OK, so I know this is something of a zombie thread, the post before the last one was almost a year ago.
However, I don't remember seeing this at the time, and since I already have a Gedmatch account (admittedly, not used in about a year or so) I thought I'd have a look.
These are very small segments of DNA indeed. There are various choices you can look at from 10 cM down to 0.5 cM.
In comparison, Ancestry use a minimum figure of 8 cM of matching DNA to show you as a DNA match to another person.
And with shared matches, Ancestry only shows a person as a shared match if you share more than 20 cM of DNA with that third person.
Having said all that, it did show matches for my dad at the 5 cM level. He matched on two segments, each at 5 cM, with an 8,000 year old DNA from Luxembourg and then also from one segment on a 13,700 year old DNA from Switzerland.
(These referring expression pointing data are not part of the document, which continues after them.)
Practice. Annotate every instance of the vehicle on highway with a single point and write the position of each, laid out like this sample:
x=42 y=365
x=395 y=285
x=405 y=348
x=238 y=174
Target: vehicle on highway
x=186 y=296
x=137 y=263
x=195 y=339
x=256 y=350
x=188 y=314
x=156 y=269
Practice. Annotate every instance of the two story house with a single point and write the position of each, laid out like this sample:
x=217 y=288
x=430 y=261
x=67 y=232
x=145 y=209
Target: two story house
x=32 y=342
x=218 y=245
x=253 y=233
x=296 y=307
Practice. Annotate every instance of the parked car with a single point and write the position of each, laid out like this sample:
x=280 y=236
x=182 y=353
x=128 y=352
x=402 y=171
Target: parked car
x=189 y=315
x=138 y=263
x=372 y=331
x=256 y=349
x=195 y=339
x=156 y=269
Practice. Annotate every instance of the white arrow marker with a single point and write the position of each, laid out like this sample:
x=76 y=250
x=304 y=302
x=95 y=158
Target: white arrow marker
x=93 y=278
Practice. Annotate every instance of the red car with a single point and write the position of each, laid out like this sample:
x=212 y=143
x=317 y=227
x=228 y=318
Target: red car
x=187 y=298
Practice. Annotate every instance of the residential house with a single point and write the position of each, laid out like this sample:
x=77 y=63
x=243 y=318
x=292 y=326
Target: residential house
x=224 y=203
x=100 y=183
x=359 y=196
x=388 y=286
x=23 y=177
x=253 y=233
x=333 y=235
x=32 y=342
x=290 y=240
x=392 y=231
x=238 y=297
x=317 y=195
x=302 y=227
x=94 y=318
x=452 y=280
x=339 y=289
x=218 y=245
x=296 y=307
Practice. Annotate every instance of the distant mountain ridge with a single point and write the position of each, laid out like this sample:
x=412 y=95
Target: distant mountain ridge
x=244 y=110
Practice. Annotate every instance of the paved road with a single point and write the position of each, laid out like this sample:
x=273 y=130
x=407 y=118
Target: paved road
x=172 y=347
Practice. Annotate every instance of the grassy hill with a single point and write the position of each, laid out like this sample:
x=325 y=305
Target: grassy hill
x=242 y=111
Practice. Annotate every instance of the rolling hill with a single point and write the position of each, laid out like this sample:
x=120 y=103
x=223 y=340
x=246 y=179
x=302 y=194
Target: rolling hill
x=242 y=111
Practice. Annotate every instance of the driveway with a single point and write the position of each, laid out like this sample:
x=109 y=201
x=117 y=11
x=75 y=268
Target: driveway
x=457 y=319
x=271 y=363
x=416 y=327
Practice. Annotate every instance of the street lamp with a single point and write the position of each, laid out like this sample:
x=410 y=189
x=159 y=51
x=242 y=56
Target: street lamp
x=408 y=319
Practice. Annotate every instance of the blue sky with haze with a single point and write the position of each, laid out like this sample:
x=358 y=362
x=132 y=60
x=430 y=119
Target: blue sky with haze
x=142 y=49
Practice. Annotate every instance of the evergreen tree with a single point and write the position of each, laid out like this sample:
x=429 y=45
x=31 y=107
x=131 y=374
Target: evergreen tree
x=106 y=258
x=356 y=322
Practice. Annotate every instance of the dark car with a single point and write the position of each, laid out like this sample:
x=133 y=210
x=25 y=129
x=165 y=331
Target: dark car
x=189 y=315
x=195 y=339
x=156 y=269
At a lower level, 3 and 4 cM, he also had matches with multiple DNA samples from Germany, Hungary and Russia and also one match from Anglo-Saxon Cambridgeshire. The only match with one of the Romans in York comes at the 2 cM level.
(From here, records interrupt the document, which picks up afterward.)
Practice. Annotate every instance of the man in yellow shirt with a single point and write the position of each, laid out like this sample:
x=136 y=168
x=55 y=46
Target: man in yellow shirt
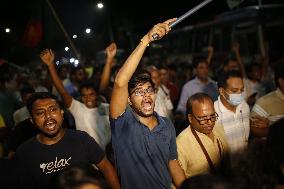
x=202 y=146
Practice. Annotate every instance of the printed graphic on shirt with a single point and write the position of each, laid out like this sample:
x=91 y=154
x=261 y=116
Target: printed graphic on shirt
x=54 y=166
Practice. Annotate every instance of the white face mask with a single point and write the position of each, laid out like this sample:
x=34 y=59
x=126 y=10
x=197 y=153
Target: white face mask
x=235 y=99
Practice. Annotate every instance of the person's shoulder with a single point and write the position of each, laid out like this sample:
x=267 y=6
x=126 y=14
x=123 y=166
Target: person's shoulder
x=184 y=135
x=190 y=82
x=27 y=145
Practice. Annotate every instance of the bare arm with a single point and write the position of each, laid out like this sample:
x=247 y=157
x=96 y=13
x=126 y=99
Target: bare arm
x=47 y=56
x=109 y=173
x=119 y=96
x=110 y=51
x=176 y=172
x=265 y=62
x=210 y=54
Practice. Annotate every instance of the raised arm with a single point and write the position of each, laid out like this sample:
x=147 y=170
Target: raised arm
x=110 y=51
x=47 y=56
x=236 y=50
x=119 y=96
x=210 y=50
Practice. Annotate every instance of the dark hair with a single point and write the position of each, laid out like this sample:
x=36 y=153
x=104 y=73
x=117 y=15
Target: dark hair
x=201 y=97
x=26 y=90
x=87 y=85
x=275 y=141
x=41 y=95
x=76 y=176
x=226 y=62
x=141 y=76
x=222 y=79
x=279 y=73
x=198 y=60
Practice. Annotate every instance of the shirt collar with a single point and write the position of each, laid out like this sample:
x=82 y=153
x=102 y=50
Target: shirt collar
x=279 y=94
x=224 y=109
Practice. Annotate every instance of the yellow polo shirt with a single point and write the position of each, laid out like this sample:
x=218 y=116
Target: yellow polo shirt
x=191 y=156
In contrast, my mum has a match at the 5 cM level with an Irish DNA from 2,000 years ago. At the lower level of 3 or 4 cM she also has multiple matches from Ireland, Germany, Hungary and Russia but also Georgia and Spain - as well as Luxembourg and Switzerland.
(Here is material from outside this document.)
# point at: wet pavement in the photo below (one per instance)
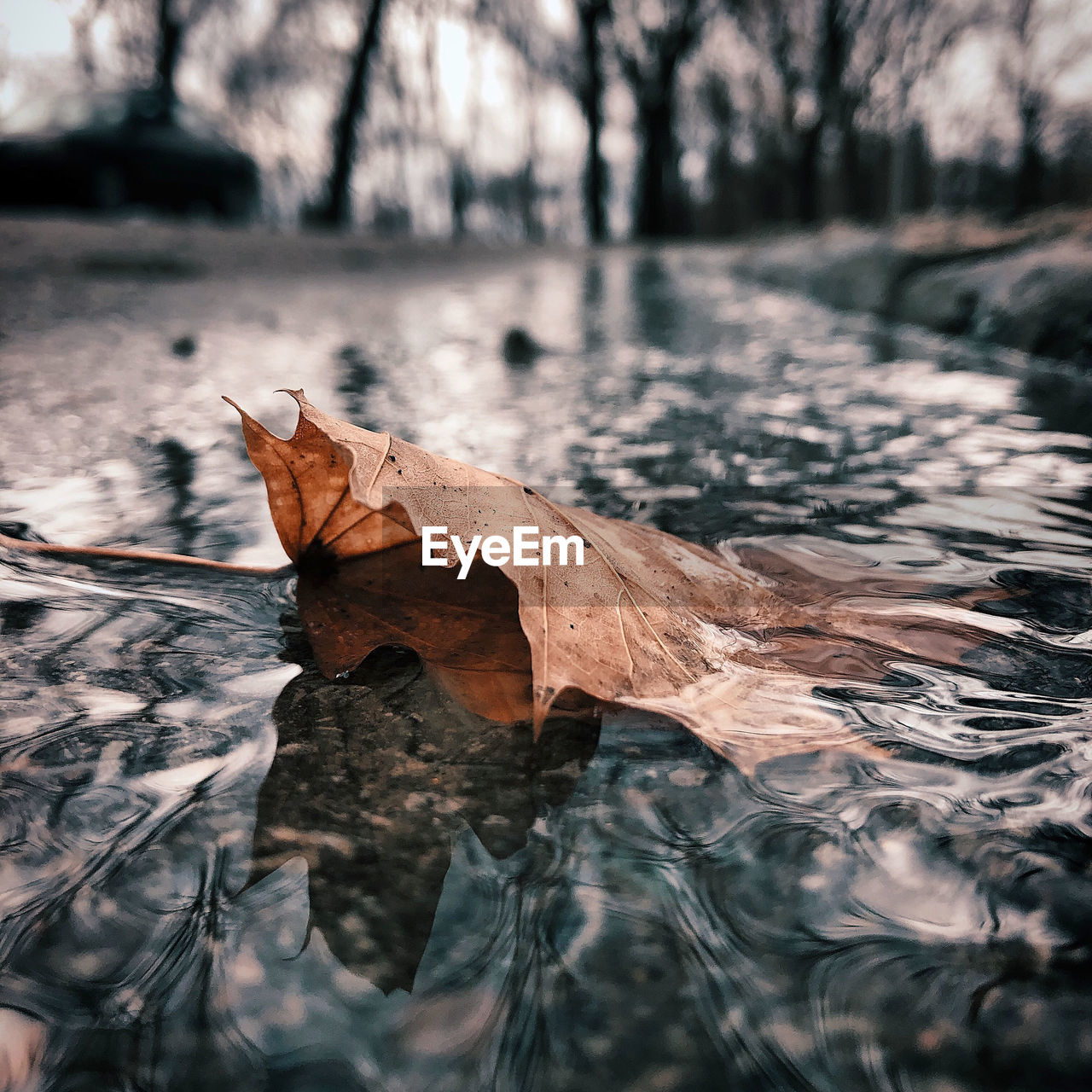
(219, 868)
Even at the 2 cM level my mum doesn't have any links to the Romans in York, but does have a match with early Anglo-Saxon DNA (400-525 CE) from Cambridgeshire.
Then, even at 1 cM there is very little (so little that it's likely just random) that links my mum to those Romans so I'm pretty sure she's got no connection.
With my own DNA, I share DNA at the 5 cM level with the Swiss match from my father and also the Irish match from my mother.
Although, just to show you that at this very low level it can be random. When I look at my DNA matches it shows that I share 3 cM with an 8,300 year old DNA match from Anatolia, Turkey.
However, neither of my parents show this same "match". It's not a real match it just happened that I inherited a very small segment from my parents that randomly happened to match an entirely unrelated DNA.